Virtualized software environments

By now, I’ve ironed out most of the problems that arose during my time installing CellProfiler on our cluster. Though the actual science can now begin, and this is where my focus should lie (just after finishing my NSERC application, of course), I can’t help but thinking about simpler ways to install complex software. This application runs in python, with many dependencies written in C (e.g hdf5, ATLAS). There is currently no build system provided other than a makefile, which is a bit brittle. I think this underscores the focus of the CP developers on desktop installations, rather than cluster or cloud computing environments.

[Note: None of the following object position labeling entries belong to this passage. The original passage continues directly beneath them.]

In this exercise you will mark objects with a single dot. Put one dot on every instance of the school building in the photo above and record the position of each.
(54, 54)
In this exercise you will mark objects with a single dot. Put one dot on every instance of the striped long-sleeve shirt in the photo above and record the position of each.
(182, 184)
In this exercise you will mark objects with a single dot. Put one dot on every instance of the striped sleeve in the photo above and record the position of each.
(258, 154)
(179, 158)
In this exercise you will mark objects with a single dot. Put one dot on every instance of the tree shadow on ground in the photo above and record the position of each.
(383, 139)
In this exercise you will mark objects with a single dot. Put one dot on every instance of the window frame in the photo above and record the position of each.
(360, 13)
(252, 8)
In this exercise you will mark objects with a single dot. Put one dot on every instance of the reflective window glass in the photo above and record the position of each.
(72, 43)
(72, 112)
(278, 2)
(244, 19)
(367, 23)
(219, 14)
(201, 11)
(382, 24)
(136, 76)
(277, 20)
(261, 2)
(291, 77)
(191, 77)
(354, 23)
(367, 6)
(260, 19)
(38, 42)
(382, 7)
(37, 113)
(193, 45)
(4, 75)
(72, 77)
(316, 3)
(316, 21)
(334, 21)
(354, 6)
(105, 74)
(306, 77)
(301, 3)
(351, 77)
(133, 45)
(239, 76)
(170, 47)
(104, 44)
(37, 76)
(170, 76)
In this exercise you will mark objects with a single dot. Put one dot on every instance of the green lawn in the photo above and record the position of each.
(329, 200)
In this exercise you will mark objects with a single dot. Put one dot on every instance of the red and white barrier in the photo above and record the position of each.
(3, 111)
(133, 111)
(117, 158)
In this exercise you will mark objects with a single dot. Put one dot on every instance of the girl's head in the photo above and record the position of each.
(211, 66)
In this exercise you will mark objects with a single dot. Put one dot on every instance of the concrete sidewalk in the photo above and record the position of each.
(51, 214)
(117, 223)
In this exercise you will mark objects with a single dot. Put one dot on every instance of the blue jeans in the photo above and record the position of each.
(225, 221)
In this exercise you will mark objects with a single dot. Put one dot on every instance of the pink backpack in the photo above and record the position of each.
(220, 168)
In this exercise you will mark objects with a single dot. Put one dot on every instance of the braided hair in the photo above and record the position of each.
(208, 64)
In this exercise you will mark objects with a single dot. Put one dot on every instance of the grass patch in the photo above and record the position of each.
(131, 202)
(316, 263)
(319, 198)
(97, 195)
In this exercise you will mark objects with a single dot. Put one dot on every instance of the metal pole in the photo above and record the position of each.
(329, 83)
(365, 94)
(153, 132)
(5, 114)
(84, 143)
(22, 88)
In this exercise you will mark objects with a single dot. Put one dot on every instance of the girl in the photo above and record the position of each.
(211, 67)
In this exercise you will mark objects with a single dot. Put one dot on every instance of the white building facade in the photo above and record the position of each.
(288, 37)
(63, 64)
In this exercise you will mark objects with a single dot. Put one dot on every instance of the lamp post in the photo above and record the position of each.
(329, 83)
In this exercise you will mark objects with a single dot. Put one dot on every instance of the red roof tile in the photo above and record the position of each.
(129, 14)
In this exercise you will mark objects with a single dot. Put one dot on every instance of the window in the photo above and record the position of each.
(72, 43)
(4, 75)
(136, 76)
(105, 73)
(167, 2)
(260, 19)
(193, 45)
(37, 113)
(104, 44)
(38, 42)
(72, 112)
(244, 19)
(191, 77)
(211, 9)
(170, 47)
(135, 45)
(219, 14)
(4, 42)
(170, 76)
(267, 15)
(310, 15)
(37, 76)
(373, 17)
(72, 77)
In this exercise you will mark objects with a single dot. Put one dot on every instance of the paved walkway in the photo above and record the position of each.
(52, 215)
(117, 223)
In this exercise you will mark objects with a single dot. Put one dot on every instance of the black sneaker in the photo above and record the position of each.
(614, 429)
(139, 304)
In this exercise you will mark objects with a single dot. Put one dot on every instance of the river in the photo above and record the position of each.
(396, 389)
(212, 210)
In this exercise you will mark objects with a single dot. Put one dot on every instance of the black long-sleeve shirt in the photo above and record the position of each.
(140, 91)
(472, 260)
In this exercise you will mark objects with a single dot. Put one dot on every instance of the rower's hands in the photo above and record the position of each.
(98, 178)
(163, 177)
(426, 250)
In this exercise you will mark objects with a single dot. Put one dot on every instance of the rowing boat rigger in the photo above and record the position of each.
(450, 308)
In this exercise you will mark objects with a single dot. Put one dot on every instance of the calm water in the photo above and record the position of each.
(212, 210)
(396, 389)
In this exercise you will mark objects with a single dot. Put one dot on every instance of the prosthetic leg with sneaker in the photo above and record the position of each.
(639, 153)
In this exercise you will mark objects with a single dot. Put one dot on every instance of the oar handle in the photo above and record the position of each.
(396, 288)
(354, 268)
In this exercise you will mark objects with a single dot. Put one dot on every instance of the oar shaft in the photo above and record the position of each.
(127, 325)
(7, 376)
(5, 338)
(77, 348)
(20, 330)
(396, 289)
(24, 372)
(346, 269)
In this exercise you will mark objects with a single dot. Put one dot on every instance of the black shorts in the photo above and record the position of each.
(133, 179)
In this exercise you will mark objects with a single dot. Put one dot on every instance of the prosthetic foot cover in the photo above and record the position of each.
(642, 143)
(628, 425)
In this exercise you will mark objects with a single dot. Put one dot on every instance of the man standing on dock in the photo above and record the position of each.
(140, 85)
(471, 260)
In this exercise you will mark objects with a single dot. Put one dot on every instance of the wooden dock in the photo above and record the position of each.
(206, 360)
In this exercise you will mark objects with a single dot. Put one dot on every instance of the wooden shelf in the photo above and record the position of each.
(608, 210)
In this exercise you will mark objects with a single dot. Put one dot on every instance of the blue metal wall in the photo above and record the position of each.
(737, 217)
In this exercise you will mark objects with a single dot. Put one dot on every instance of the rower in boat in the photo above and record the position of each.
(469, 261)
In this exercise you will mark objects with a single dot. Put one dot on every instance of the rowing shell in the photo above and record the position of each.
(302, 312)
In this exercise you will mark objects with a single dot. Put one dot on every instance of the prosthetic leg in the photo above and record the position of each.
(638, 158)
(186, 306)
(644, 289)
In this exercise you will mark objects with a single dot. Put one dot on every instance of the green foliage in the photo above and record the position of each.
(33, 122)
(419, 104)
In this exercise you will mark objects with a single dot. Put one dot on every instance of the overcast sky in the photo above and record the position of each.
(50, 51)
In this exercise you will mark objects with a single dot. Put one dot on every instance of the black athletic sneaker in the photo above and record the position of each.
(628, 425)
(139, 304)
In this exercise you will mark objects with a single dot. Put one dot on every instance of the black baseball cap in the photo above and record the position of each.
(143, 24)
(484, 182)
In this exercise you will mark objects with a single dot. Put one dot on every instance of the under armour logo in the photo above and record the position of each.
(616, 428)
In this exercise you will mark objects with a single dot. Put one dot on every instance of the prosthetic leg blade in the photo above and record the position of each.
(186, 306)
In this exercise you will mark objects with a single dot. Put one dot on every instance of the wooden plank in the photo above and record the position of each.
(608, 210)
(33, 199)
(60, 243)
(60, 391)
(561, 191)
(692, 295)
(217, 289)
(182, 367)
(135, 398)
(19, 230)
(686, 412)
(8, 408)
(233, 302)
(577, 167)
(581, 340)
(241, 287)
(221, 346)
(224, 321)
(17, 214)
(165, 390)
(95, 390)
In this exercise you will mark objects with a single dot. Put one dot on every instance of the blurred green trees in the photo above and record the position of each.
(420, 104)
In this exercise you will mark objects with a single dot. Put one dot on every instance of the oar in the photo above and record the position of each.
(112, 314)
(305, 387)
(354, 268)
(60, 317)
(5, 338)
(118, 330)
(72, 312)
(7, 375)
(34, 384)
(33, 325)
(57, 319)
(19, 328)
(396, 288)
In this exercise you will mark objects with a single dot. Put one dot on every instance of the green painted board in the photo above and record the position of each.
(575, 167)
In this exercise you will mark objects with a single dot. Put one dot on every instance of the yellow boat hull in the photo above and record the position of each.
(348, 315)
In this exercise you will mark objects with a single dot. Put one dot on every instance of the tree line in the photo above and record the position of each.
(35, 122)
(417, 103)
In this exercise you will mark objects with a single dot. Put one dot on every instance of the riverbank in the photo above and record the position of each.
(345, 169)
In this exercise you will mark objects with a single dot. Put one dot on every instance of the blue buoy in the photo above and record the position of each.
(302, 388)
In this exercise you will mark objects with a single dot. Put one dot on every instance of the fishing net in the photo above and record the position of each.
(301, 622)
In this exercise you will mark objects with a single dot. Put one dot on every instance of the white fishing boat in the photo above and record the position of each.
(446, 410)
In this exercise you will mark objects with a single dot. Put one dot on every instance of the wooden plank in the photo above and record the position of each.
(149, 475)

CellProfiler requires a version of Python that was not installed on our cluster nodes. This suggests a solution which would let it run in a virtual environment. Here are two such alternatives that would likely have made this a less time-consuming process:

  • Virtualenv: A python package that provides virtual python environments. This is actually recommended on the CP2 wiki. A great introduction to virtualenv is found here
  • CDE: A form of linux-centric lightweight application virtualization. It runs your application, noting everything that is imported and creates a self contained package with all the dependencies included. Yaroslav Bulatov has a short intro on his blog. A larger series of use cases reside at the CDE website.

Note that since I’ve gone through the hard part of creating a virtualized environment from scratch, I haven’t actually used either of these 🙂 The next time I’m asked to install something unwieldy that has loads of dependencies though, will be a different story.